I was stumped yesterday when I considered what my whining was going to be today. I think I thought about something to whine about over the weekend…but I can’t remember. So…I’m going to whine because I can’t always rememberrrrrrr what I want to rememberrrr.
Then, I used my brand new Wii Fit last night for the first time. I can certainly whine about that contraption. First of all….it told me my center of balance was off. No Joke! I have a clinical diagnosis of being ‘offfffffff’ from a well respected Orthopedist in town. He looked at me and said, “Molli! You are just plain off” Thanks a lot, Doc! I have scoliooooooooosis. I have one leg shorrrrrrrrter than the other. Sometimes, I trip and fah-all!
So I don’t need a flipping machine telling me I’m off. Then, it tells me I’m obese and the little Mii character swells up and hangs her head. That made me feeeel so bah-ad. To make it worse, Rocket Man was on the bed behind me laughing at meeeeeee. Or, I should say at Miiiiiiiii.
Then, I did some of the exercises.
I stiinnnk at it.
Now, my back hurrrrrrrrts.
I woke up at 3 am and couldn’t go back to sleeeeeeep.
How ‘bout you? Anything to whine about?
PS
You’ll notice that I STILL don’t have a logo for Wednesday’s Whinings. No more prizes until I have a logo. You know who you are....
7 comments:
I am sufficiently shamed. Though that coffee was good!! :)
You know I'm just playing with you! Love you much, and I loved your blog today, but our server has been screwy and wouldn't let me post my comments. And I'm sure if I could remember them at this point in the day, they would be profound.
I've heard that Wii Fit is pretty sarcastic. My mom has been tempted to throw the remote at it. Here are my whines for today: I keep having abdominal muscle spaaaasms! My hip is all locked uuuuuuupppppp. And I didn't get that much anticipated naaaaaaap!

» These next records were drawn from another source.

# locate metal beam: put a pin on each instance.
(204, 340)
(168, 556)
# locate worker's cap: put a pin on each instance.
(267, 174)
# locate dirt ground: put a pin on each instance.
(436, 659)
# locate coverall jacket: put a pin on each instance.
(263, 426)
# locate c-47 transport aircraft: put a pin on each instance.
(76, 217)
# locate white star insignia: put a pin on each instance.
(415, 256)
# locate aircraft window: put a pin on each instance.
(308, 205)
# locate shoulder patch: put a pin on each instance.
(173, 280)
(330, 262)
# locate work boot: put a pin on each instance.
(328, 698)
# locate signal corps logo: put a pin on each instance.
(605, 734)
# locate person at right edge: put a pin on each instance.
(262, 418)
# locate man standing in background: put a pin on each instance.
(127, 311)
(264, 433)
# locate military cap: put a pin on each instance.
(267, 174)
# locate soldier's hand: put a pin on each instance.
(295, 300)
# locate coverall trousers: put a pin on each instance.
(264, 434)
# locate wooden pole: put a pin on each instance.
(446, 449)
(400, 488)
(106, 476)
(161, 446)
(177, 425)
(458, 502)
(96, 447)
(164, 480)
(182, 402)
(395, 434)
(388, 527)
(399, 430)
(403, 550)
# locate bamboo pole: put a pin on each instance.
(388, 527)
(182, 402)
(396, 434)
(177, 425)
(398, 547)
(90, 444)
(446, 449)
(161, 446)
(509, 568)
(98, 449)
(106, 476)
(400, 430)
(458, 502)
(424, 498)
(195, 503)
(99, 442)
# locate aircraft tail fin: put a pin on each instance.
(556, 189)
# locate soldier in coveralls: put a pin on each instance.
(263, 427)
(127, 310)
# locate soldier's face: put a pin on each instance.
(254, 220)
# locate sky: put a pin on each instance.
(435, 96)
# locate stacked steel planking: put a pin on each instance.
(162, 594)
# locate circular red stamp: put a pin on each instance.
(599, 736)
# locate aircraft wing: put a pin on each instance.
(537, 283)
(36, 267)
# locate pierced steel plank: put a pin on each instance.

There's my contribution for the week! And when you have that button, I can make it a complete post on my blog! :) hehe
Please be careful with you, Beth. Sounds to me like you are trying to channel my mother or something. Or, me on steroids. And I have to say I hate it when my hip locks uuuuupppp! That happens to me all the time. I think its because I'm ooooooffffff!
Do you really want me to start whining? I'm not sure I'd be able to stop. But it makes me thankful for thankful thursday.
My caaaarrrr is dead. I killed it. Transmission is gooooonnnne.
And know I have to drive Forest's stiiiiiinnnnky Explorer. And I don't liiiiike it.
And I didn't see my kids today. Not even a little bit.
While I was trying to sleep in my Carla caaalled me and I couldn't fall back to sleep.
I have three exams tomorrow and I don't waaannnna take them.
I have to be at one of the exams at 8am and that's to eeeaaarrrly to think.
The waiter carded me and I'm too old and to tired to be carded.
I really want to go to sleep but I have too much to doooooo.
Forest fussed at me for not paying enough attention, I think. And I don't like getting fussed at.
I tried to call my mother several times and I couldn't get a hold of her.
And I am really ready to be done but I'm not. Yet.
And I deserve a prize--thanks a lot, you know who you are....
And I'm tired of whining today (because maybe a good thing or two happened today too).
Precious Annie, you DO deserve a prize. And you deserve a Mother who can be reached and you do NOT deserve a fussing at, near or upon! 8 am IS too early to think, but you have such a big, giant brain, I bet you'll be okay. I'm sorry your car died and someday you will appreciate being carded. You can sleep next week and the week after. Hey...didn't you leave here with a piece of diamond jewelry on Saturday???? I'd call that a prize!
I think Annie wins the prize for this week! Poor Annie. We love, and just press on towards the goal! You are almost finished!